X_train_std = (X_train_raw - mean) / std
X_val_std = (X_val_raw - mean) / std
X_test_std = (X_test - mean) / std

X_train_np = X_train_std.T
X_val_np = X_val_std.T
X_test_np = X_test_std.T

num_classes = 2
hidden_units = 64

Y_train = one_hot(y_train, num_classes)
Y_val = one_hot(y_val, num_classes)
Y_test = one_hot(y_test, num_classes)

hidden_dim1 = hidden_units
hidden_dim2 = hidden_units

custom_model = ThreeLayerNN(input_dim=X_train_np.shape[0],
                            hidden_dim1=hidden_dim1,
                            hidden_dim2=hidden_dim2,
                            output_dim=num_classes)
criterion_np = CrossEntropy()

epochs = 50
batch_size = 64
learning_rate = 0.1

custom_history = []
for epoch in range(1, epochs + 1):
    epoch_loss = 0.0
    for xb, yb in iterate_minibatches(X_train_np, Y_train, batch_size):
        logits = custom_model.forward(xb)
        loss = criterion_np.forward(logits, yb)
        grad_logits = criterion_np.backward()
        custom_model.backward(grad_logits)
        custom_model.step(learning_rate)
        epoch_loss += loss * xb.shape[1]
    epoch_loss /= X_train_np.shape[1]
    train_acc = accuracy(custom_model.forward(X_train_np), y_train)
    val_acc = accuracy(custom_model.forward(X_val_np), y_val)
    custom_history.append((epoch, epoch_loss, train_acc, val_acc))
    if epoch % 10 == 0 or epoch == 1:
        print(f"Epoch {epoch:02d}: loss={epoch_loss:.4f} train_acc={train_acc:.4f} val_acc={val_acc:.4f}")

custom_val_acc = accuracy(custom_model.forward(X_val_np), y_val)
custom_test_acc = accuracy(custom_model.forward(X_test_np), y_test)
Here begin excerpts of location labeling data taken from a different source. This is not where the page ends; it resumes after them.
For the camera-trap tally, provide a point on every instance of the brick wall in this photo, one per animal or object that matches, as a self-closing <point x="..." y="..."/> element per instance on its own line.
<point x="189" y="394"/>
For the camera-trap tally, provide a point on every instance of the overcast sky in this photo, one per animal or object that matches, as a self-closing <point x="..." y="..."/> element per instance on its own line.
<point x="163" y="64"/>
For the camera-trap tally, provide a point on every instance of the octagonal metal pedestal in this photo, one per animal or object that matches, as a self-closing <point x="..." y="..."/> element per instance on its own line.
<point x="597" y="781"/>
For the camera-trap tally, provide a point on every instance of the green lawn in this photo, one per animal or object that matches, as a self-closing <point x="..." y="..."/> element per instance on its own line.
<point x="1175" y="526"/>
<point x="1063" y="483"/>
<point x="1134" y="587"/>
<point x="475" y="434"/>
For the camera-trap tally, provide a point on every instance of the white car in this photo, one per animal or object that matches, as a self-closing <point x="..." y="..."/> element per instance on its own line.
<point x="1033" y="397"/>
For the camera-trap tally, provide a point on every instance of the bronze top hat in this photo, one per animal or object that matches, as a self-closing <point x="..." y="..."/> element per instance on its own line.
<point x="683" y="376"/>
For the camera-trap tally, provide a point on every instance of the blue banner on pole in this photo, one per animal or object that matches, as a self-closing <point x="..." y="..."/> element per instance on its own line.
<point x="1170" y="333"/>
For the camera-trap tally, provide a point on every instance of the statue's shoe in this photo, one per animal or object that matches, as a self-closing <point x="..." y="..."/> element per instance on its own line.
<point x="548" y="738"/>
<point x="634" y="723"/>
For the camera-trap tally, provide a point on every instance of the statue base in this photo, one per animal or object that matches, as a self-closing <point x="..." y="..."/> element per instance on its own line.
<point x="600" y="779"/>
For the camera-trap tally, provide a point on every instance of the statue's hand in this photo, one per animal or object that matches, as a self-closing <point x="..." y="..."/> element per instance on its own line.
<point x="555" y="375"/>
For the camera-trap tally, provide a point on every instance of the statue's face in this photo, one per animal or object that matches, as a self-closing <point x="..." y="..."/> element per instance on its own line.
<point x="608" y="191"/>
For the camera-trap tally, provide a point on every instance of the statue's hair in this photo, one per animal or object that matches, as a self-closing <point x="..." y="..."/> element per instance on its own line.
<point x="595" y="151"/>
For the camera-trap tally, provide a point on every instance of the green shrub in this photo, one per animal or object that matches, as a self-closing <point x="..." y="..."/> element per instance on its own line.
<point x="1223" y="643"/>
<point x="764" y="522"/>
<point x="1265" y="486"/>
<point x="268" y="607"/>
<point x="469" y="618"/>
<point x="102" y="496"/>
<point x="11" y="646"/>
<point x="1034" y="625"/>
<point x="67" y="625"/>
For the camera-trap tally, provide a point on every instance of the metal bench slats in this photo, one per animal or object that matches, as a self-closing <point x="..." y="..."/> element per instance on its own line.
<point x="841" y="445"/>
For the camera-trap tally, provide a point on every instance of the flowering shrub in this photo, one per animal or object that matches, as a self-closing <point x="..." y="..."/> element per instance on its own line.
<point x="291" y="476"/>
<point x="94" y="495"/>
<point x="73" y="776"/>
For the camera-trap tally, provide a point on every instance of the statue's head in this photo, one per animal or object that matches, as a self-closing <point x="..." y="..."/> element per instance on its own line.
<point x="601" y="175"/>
print(f"Custom validation accuracy: {custom_val_acc:.4f}")
print(f"Custom test accuracy: {custom_test_acc:.4f}")

Training Custom Model

(base) ➜  draft python ml/mlp.py
Epoch 01: loss=0.8111 train_acc=0.4998 val_acc=0.5016
Epoch 10: loss=0.6645 train_acc=0.6025 val_acc=0.6011
Epoch 20: loss=0.5992 train_acc=0.6810 val_acc=0.6613
Epoch 30: loss=0.5376 train_acc=0.7455 val_acc=0.7129
Epoch 40: loss=0.4696 train_acc=0.7965 val_acc=0.7607
Epoch 50: loss=0.3977 train_acc=0.8435 val_acc=0.7991
Custom validation accuracy: 0.7991
Custom test accuracy: 0.7980

PyTorch Version

The PyTorch variant recreates the same architecture with nn.Sequential, letting autograd handle gradient calculations. Dataset splits are wrapped in TensorDataset/DataLoader, giving shuffling and batching for free, and the training loop follows the standard optimizer.zero_grad() → loss.backward() → optimizer.step() pattern. Reusing the preprocessing from the custom section ensures any performance gains are attributable to the framework tooling rather than data differences.

import numpy as np
import torch
from torch import nn
from torch.utils.data import TensorDataset, DataLoader
from pathlib import Path
torch.manual_seed(8)


# Load data and create train/validation/test splits
data_dir = Path.home() / "Code" / "data"

train_data = np.loadtxt(data_dir / "train.csv", delimiter=",")
test_data = np.loadtxt(data_dir / "test.csv", delimiter=",")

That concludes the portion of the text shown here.